Whether GIS is a valid investment or not depends on whether users have access to frequently updated, centralised information or whether data is updated from more than one site.
Where a franchise chain is run centrally and is provided with reliable information, Slater says a Website with GIS has little to offer. However, if there is a high degree of autonomy and the data is constantly changing, the Internet offers a perfect solution.
Although the newspaper site might generate revenue, most of the money will have been made from the site offline. Experian gets an income from licencing its data, while the newspaper makes money by selling banner ads or classifieds on its site. Increasingly, companies are looking at the investment they have already made in GIS for other ways of leveraging it.
“If you have a high street presence, running GIS requires investment. For big retailers, it is a very large scale investment. Their attitude is to say: ‘now we have a geographically-referenced data-set, how can we turn that to the advantage of our customers?’ They are using something they already have,” says LVB’s Liddicoat.

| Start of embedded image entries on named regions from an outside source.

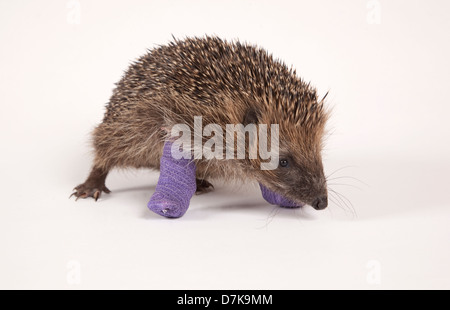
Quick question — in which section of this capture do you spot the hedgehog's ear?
[242,107,260,126]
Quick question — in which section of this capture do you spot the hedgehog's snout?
[311,195,328,210]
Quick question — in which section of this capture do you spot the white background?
[0,0,450,289]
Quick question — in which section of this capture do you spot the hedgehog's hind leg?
[195,178,214,195]
[70,166,111,201]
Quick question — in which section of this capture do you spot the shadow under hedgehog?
[72,37,329,218]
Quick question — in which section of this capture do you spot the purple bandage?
[148,141,197,217]
[259,183,303,208]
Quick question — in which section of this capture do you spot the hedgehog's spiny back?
[105,37,326,126]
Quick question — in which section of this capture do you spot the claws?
[195,179,214,195]
[69,184,111,201]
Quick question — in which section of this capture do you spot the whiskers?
[326,166,369,218]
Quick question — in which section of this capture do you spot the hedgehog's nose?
[311,196,328,210]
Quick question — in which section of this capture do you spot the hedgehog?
[72,36,329,217]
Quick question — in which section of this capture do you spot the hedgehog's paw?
[195,179,214,195]
[147,191,189,218]
[69,182,111,201]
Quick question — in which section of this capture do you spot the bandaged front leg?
[259,183,303,208]
[148,141,197,217]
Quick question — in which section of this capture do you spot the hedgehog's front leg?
[259,183,303,208]
[148,141,197,218]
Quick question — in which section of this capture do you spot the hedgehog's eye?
[280,159,289,168]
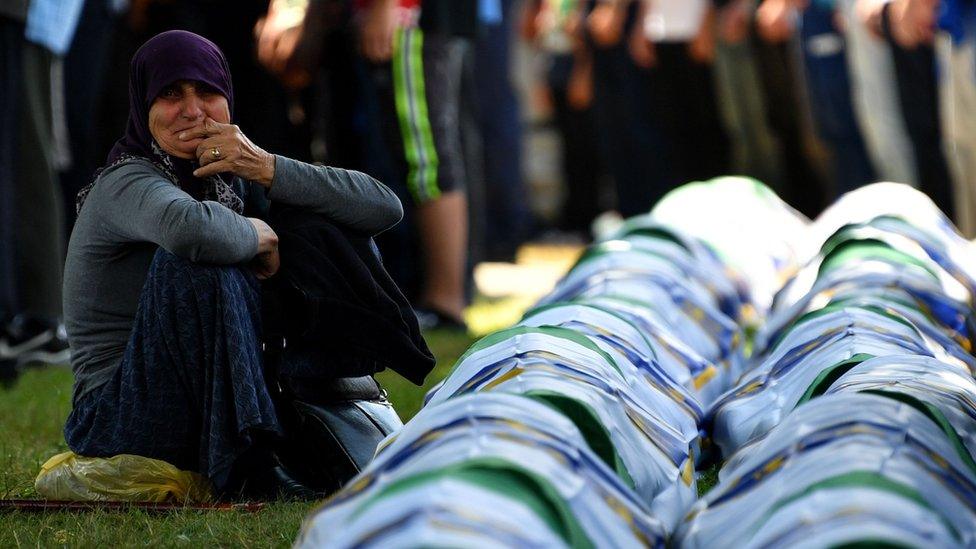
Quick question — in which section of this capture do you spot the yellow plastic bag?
[34,452,213,503]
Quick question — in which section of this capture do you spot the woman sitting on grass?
[64,31,426,497]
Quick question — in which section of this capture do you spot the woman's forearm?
[268,156,403,235]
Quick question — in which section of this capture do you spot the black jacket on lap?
[263,204,434,385]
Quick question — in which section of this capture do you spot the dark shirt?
[64,156,403,401]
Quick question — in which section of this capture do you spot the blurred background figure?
[522,0,605,241]
[0,0,82,377]
[714,0,783,188]
[469,0,532,261]
[859,0,956,219]
[356,0,478,329]
[7,0,976,356]
[628,0,731,189]
[932,0,976,233]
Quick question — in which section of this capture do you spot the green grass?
[0,315,717,547]
[0,332,472,547]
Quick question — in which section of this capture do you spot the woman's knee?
[146,248,258,304]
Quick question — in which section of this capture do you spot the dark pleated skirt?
[64,250,281,489]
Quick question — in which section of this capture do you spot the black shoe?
[414,307,468,333]
[0,317,70,367]
[240,458,324,501]
[0,359,20,389]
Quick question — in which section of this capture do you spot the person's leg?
[753,33,827,217]
[838,0,918,185]
[548,55,601,235]
[937,35,976,238]
[65,250,280,489]
[60,0,117,229]
[800,5,874,196]
[673,43,731,181]
[393,28,468,323]
[0,17,24,324]
[14,43,64,328]
[888,39,956,220]
[474,0,530,257]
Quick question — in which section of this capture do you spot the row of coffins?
[299,180,788,547]
[675,184,976,547]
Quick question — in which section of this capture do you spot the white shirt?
[644,0,708,42]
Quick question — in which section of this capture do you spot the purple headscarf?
[77,30,243,213]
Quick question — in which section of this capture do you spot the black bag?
[262,205,434,493]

This is one reason why most of the developments are taking place in the consumer arena, rather than business-to-business. The latter often has less of a geographical requirement within their data sets. But this is not to say business-to-business GIS will not happen. “We are currently looking into different areas where we are building data warehouses that also offer Net access to our clients,” says Lawrence Duru, senior consultant with Equifax Marketing Services.

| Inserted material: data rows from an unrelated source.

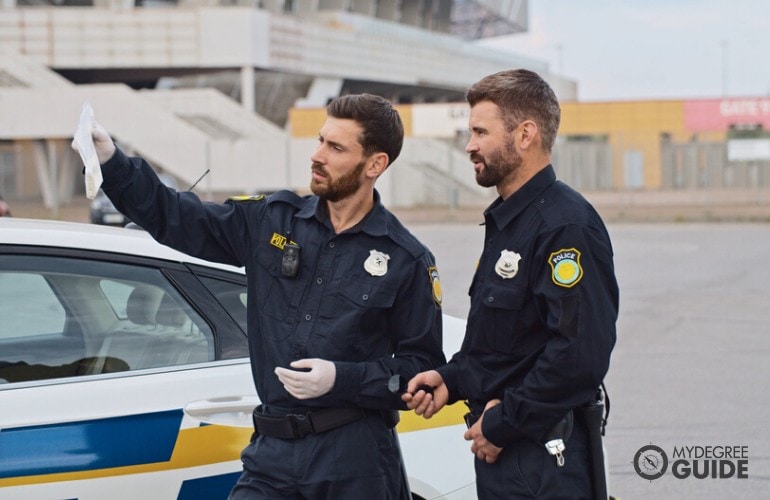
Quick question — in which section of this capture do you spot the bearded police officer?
[78,94,446,499]
[403,70,619,499]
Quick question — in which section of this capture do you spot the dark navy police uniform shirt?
[102,150,445,410]
[439,165,618,447]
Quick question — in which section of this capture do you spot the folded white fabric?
[73,102,102,200]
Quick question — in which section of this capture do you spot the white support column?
[241,66,256,113]
[295,77,343,108]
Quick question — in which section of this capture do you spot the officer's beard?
[471,137,523,187]
[310,160,366,202]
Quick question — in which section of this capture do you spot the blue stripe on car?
[177,472,241,500]
[0,409,183,478]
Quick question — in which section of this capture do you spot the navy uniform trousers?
[475,420,593,500]
[229,415,402,500]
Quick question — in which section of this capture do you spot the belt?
[253,405,369,439]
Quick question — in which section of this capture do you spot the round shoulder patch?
[548,248,583,288]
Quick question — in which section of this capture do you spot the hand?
[275,358,337,399]
[463,399,503,464]
[72,120,115,165]
[401,370,449,418]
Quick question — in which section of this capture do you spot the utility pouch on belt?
[544,411,574,467]
[575,385,609,500]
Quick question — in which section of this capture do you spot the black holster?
[575,398,608,500]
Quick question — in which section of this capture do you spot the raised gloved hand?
[72,115,115,165]
[275,358,337,399]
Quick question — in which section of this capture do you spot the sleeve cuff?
[329,361,362,401]
[101,147,131,187]
[436,362,465,405]
[481,404,526,448]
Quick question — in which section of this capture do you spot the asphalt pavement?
[408,223,770,500]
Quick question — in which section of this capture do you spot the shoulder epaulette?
[227,194,265,203]
[268,189,303,208]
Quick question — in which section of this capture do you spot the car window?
[199,276,247,332]
[0,255,215,382]
[0,272,66,339]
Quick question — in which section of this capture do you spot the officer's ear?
[366,152,388,178]
[514,120,540,150]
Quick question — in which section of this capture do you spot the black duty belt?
[253,405,369,439]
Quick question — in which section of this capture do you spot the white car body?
[0,218,476,500]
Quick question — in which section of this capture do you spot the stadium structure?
[0,0,577,207]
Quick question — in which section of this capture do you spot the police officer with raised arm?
[403,69,619,499]
[75,94,446,500]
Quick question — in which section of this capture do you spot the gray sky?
[480,0,770,101]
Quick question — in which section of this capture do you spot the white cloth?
[73,102,102,200]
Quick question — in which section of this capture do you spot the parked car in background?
[0,218,475,500]
[91,174,179,226]
[0,196,11,217]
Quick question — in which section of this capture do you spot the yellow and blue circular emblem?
[548,248,583,288]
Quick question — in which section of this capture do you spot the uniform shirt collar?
[484,164,556,228]
[296,189,388,236]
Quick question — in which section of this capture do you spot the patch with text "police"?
[428,266,442,305]
[270,233,296,250]
[548,248,583,288]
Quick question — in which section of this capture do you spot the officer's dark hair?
[465,69,561,153]
[326,94,404,169]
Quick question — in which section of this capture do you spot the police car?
[0,218,475,500]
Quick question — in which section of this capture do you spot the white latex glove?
[275,358,337,399]
[72,103,102,200]
[72,106,115,171]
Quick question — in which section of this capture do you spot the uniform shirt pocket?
[479,285,530,353]
[254,246,302,340]
[321,278,398,352]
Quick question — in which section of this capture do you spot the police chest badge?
[428,266,443,305]
[495,250,521,279]
[364,250,390,276]
[548,248,583,288]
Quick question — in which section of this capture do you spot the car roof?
[0,217,243,273]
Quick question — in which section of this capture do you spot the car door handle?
[184,396,259,427]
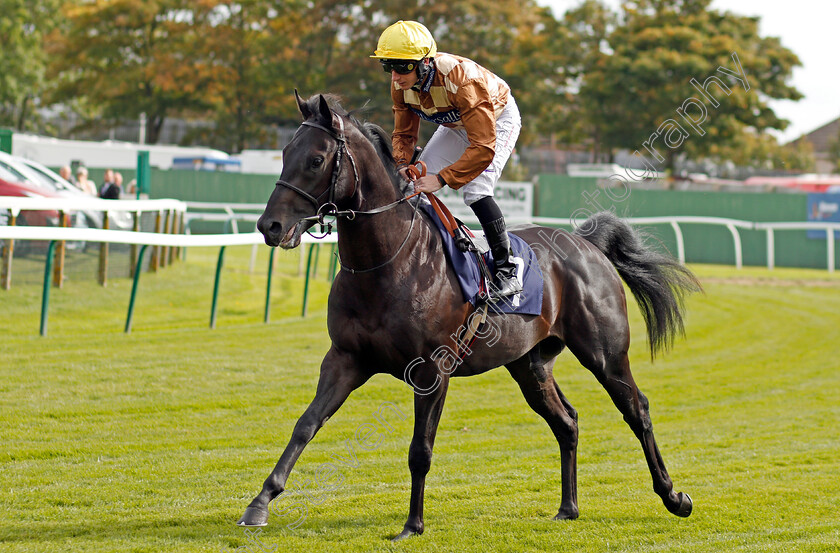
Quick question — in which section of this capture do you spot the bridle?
[275,117,359,228]
[275,117,425,274]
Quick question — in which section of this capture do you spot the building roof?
[791,117,840,154]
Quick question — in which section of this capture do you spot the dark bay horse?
[243,95,699,539]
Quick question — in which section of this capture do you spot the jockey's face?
[391,71,418,90]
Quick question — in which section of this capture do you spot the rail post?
[0,208,17,290]
[210,246,225,329]
[99,211,111,286]
[300,244,318,317]
[767,227,776,270]
[53,211,69,288]
[125,244,149,334]
[40,240,56,336]
[264,248,274,323]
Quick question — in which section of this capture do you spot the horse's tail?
[575,211,702,359]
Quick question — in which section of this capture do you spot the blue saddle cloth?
[420,203,543,315]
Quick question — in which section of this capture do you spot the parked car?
[11,156,134,230]
[0,152,134,230]
[0,174,79,255]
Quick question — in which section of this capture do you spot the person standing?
[76,165,98,196]
[371,21,522,301]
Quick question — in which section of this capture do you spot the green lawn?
[0,248,840,553]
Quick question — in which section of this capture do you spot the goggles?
[379,60,420,75]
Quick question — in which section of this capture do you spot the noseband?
[276,113,425,274]
[276,117,359,225]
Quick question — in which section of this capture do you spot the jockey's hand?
[414,175,443,194]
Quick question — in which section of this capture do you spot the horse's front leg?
[393,375,449,541]
[237,348,370,526]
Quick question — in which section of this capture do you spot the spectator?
[76,166,97,196]
[99,169,122,200]
[58,165,79,186]
[99,169,122,200]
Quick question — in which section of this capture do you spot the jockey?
[371,21,522,301]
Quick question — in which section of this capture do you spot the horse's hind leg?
[566,323,692,517]
[506,344,579,520]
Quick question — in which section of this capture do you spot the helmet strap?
[412,58,434,90]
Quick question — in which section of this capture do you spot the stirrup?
[488,276,522,303]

“We will provide them with a Web-enabled warehouse and on top of that, a suite of frontend tools, including GIS,” he adds. By using MapInfo’s spatialware, clients of the data warehouse do not need to have GIS software installed on their own PC. Instead, a Java applet is sent to them which allows them to run a query against drivetimes, for example.
Duru believes this kind of access will steadily increase, but will be driven by the ease of access rather than specific tools such as GIS. That is not to say that all of the developments around GIS are being driven purely by the Internet. In some respects, GIS can still get a big boost by being applied to new data-sets.
At The Knowledge Store, the database of 80,000-plus independent retailers in the UK can now be analysed using CACI’s InSite software. “It gives us a unique angle – it has enabled us to combine consumer and trade marketing,” says managing director Jeremy Whitaker.
One example of putting GIS into practice was a project done by the company for Heinz, which was launching a new vegetarian baby food. From consumer research and profiling, it knew that ethnic consumers were the strongest target market. By overlaying the consumer profile onto the outlet data held by The Knowledge Store using GIS, Heinz was able to select the 15,000 shops with the strongest target catchment areas.
The idea of consumers creating their own analyses of locations, obtaining profiles of their prospective neighbours, or calculating which store to shop at based on distance and road layouts may seem to require a leap of imagination. But it is already a reality in a number of trials. As with anything on the Internet, once a small group has been exposed to it, it spreads like a virus. Sites which do not provide this kind of function may soon look as out of date as a shop which closes at 5.30pm.